Pascal Bieler

Personal information
- Date of birth: 26 February 1986 (age 39)
- Place of birth: West Berlin, West Germany
- Height: 1.82 m (5 ft 11+1⁄2 in)
- Position(s): Defender

Team information
- Current team: Borussia Dortmund II (Assistant)

Youth career
- 1993–1999: SC Tegel
- 1999–2004: Hertha BSC

Senior career*
- Years: Team / Apps / (Gls)
- 2004–2008: Hertha BSC / 6 / (0)
- 2006–2007: → Rot-Weiss Essen (loan) / 33 / (0)
- 2008–2011: 1. FC Nürnberg / 21 / (1)
- 2008–2010: → 1. FC Nürnberg II / 8 / (0)
- 2011–2013: SV Wehen Wiesbaden / 58 / (1)
- 2013–2016: Würzburger Kickers / 39 / (2)
- 2016: Wuppertaler SV / 5 / (0)

Managerial career
- 2016–2018: Wuppertaler SV (U19 assistant)
- 2018: Wuppertaler SV (U19 caretaker)
- 2018–2020: Wuppertaler SV (assistant)
- 2018–2020: Wuppertaler SV (U19)
- 2019: Wuppertaler SV (caretaker)
- 2020: Wuppertaler SV
- 2020–: Borussia Dortmund II (assistant)

= Pascal Bieler =

German footballer (born 1986)

Pascal Bieler (born 26 February 1986) is a German football coach and former professional player. Bieler is currently the assistant of Borussia Dortmund II.

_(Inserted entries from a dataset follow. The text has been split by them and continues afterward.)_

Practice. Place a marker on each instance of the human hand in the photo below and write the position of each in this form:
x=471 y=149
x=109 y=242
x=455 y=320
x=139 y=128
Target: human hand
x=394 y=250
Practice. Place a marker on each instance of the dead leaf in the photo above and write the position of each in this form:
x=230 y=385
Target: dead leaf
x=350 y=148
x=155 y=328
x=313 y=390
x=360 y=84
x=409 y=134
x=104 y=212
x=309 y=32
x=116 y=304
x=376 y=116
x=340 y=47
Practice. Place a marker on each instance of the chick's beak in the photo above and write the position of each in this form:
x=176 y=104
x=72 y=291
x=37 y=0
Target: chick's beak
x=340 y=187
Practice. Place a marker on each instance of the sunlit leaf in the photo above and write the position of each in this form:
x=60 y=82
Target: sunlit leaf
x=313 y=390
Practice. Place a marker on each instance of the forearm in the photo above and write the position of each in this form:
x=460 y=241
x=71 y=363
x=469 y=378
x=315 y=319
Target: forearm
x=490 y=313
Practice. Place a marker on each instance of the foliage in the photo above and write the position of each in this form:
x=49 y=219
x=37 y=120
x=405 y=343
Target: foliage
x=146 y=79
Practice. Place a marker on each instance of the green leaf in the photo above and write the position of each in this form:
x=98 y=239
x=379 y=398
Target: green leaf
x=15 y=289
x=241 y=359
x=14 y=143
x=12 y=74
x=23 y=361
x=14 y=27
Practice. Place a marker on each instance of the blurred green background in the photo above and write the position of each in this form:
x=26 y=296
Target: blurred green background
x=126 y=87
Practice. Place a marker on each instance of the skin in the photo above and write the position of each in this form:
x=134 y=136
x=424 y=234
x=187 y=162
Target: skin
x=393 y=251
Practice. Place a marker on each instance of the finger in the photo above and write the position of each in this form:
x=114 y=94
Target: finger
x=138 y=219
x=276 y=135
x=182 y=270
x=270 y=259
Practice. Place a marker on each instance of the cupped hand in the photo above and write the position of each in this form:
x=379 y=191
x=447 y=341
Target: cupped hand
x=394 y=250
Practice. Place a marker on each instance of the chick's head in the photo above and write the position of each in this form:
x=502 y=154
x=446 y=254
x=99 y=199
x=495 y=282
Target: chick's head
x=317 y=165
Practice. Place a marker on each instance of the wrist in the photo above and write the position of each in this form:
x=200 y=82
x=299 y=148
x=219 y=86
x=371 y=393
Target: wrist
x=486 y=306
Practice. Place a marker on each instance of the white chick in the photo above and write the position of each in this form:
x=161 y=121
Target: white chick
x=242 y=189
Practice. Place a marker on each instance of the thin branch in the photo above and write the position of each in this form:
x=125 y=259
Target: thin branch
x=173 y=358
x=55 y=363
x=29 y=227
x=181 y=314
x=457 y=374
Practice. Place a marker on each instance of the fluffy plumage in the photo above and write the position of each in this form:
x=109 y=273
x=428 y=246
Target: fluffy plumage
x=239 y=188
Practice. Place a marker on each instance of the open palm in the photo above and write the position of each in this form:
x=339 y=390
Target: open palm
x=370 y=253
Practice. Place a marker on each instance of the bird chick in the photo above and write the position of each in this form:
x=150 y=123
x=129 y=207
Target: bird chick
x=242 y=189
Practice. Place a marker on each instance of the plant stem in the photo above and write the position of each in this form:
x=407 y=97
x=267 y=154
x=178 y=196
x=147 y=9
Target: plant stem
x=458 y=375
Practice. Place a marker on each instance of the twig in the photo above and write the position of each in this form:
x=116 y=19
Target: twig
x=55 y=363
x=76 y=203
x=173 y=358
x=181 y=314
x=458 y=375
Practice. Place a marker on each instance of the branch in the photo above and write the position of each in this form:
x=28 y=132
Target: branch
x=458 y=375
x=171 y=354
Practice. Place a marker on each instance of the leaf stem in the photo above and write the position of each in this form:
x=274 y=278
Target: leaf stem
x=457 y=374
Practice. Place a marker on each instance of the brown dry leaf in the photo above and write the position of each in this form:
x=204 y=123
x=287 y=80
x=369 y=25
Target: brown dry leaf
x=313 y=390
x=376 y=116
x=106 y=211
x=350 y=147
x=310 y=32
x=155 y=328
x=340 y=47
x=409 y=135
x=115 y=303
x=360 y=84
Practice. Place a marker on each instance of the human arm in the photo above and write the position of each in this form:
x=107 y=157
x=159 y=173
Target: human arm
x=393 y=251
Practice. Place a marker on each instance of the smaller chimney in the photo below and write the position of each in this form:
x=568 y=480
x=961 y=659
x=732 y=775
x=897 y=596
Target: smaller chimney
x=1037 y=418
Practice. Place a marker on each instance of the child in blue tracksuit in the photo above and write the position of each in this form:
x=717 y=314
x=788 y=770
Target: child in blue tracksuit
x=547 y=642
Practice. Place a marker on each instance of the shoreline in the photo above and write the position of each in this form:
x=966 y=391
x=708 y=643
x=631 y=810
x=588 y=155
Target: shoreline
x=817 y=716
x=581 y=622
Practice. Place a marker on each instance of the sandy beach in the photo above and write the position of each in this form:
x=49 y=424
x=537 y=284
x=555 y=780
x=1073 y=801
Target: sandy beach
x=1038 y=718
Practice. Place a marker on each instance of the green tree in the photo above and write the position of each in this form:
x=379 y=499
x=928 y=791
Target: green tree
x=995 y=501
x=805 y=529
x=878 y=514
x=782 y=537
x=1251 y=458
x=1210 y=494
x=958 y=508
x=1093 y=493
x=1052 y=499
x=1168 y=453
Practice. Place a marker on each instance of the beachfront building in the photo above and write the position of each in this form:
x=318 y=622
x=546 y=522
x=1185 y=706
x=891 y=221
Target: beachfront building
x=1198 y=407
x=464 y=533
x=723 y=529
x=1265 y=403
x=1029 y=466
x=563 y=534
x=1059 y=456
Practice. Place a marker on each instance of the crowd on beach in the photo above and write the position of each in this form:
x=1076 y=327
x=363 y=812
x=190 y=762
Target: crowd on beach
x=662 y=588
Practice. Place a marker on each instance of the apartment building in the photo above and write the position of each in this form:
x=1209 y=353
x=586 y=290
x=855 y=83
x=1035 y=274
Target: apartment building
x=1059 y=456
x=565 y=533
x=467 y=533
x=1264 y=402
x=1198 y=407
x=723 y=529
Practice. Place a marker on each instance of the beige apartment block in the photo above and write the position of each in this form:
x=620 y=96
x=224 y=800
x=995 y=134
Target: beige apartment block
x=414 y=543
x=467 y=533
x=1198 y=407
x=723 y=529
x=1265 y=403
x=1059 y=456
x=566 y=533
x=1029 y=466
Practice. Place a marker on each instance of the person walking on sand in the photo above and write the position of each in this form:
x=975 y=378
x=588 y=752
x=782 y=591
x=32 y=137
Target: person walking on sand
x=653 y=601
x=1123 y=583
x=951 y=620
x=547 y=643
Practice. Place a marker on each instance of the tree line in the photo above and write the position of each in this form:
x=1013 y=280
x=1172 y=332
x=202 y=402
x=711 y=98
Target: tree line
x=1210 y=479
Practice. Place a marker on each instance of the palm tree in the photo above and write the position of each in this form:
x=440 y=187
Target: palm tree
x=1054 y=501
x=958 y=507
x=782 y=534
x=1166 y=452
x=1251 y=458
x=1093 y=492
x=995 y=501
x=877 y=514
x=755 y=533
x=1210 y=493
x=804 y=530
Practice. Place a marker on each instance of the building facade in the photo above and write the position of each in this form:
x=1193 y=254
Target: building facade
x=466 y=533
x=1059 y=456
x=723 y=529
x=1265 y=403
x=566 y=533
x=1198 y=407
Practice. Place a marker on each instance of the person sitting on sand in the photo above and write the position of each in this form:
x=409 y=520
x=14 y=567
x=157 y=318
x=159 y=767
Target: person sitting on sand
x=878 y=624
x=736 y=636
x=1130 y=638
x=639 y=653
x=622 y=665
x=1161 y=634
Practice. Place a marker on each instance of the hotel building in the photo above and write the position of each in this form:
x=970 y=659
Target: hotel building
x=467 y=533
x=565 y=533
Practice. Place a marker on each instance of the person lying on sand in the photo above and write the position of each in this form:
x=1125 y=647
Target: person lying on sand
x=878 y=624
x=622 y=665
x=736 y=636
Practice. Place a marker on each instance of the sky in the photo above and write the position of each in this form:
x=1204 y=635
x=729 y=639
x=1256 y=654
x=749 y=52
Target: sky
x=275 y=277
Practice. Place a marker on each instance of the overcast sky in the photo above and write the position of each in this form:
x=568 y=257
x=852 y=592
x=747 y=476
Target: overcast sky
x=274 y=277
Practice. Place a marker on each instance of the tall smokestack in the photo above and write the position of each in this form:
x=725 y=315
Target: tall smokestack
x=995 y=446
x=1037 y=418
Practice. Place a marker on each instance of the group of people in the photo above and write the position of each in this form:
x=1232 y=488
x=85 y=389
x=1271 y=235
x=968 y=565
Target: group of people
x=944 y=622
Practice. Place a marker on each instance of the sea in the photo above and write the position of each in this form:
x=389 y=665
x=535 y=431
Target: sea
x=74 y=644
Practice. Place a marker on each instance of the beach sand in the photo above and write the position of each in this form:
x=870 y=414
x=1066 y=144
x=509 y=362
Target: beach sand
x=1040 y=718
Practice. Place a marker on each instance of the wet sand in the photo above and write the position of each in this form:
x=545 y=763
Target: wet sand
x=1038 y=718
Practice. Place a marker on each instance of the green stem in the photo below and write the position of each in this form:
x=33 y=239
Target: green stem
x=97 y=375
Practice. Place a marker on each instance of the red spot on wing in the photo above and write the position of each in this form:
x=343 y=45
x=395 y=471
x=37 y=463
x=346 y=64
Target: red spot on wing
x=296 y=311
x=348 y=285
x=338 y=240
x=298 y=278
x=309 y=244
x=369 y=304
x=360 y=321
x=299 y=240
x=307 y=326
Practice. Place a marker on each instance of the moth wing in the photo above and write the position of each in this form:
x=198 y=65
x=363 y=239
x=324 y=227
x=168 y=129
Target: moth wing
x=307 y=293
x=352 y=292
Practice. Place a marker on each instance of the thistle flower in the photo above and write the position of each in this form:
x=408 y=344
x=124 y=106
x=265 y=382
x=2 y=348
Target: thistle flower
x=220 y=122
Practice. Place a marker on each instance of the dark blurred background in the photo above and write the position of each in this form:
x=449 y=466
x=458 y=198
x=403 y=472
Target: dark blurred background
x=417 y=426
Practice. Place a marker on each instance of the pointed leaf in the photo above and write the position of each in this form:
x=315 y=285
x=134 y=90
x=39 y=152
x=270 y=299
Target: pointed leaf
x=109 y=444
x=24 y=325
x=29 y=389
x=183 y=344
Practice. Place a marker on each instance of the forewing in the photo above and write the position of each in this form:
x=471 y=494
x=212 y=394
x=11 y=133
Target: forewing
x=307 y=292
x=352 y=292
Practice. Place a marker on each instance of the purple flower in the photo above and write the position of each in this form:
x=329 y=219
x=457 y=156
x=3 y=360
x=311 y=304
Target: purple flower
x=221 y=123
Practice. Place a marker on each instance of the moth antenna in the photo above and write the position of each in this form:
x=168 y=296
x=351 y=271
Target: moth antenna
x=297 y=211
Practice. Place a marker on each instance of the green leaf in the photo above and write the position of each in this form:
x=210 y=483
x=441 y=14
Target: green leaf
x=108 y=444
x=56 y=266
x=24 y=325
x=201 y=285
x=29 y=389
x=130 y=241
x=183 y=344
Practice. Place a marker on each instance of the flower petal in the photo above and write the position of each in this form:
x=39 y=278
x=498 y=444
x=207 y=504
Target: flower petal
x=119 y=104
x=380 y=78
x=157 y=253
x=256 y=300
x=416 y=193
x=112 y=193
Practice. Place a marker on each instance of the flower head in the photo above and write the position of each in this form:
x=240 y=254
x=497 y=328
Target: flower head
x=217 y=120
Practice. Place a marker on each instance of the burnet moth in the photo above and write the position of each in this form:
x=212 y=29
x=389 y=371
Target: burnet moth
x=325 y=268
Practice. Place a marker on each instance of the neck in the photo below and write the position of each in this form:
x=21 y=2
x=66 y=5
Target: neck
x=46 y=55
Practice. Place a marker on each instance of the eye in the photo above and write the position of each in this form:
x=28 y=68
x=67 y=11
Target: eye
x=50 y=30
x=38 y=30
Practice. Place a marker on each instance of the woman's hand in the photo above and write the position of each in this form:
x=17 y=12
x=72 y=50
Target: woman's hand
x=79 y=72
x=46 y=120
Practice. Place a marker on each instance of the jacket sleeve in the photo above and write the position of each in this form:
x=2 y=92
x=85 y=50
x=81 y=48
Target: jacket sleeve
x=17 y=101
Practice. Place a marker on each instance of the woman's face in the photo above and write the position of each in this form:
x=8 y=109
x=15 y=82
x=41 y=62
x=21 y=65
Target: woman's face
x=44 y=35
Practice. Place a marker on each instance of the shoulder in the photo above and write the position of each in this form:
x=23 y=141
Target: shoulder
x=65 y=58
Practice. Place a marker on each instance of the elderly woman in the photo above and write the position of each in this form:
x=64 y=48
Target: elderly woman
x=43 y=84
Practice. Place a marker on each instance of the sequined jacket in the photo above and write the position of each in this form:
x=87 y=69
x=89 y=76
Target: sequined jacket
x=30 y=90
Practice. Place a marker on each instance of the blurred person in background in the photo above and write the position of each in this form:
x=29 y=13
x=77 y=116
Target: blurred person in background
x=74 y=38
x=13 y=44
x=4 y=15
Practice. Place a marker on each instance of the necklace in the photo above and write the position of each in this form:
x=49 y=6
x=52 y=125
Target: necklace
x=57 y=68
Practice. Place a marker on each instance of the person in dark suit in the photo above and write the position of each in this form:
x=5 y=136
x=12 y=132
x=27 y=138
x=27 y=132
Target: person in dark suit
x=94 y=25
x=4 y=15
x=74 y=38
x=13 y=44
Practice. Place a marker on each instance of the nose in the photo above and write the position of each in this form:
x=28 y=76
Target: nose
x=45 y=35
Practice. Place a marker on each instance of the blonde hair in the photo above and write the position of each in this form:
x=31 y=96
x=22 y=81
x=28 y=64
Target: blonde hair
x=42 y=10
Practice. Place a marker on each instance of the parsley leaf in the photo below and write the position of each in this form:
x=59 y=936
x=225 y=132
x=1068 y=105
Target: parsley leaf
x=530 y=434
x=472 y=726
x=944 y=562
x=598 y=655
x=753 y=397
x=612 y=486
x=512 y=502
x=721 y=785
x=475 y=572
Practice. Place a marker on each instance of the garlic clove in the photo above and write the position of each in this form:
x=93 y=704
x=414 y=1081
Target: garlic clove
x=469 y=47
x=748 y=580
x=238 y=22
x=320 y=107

He was a left defensive back and he is a product of the Hertha BSC youth academy.

==Coaching career==
Four months after Bieler's arrival to Wuppertaler SV in the summer 2016, he retired and instead accepted a new role as assistant manager of the club's U19 squad. On 8 February 2018 the club announced, that U19 manager Christian Britscho had been promoted to the first team manager and Bieler would take charge of the U19 team as caretaker manager and would also be assistant manager for the first team. On 27 April 2018 it was confirmed, that Bieler would remain as manager of the U19 squad alongside his role as assistant manager for the first team.

After first team manager Adrian Alipour was fired on 25 March 2019, Bieler was appointed as caretaker manager for the rest of the season. In October 2019 he was replaced by Alexander Voigt. In January 2020 he became permanent manager of Wuppertaler SV on a short-term contract following Voigt's departure from the club.

In June 2020 he left Wuppertal to become an assistant at Borussia Dortmund II.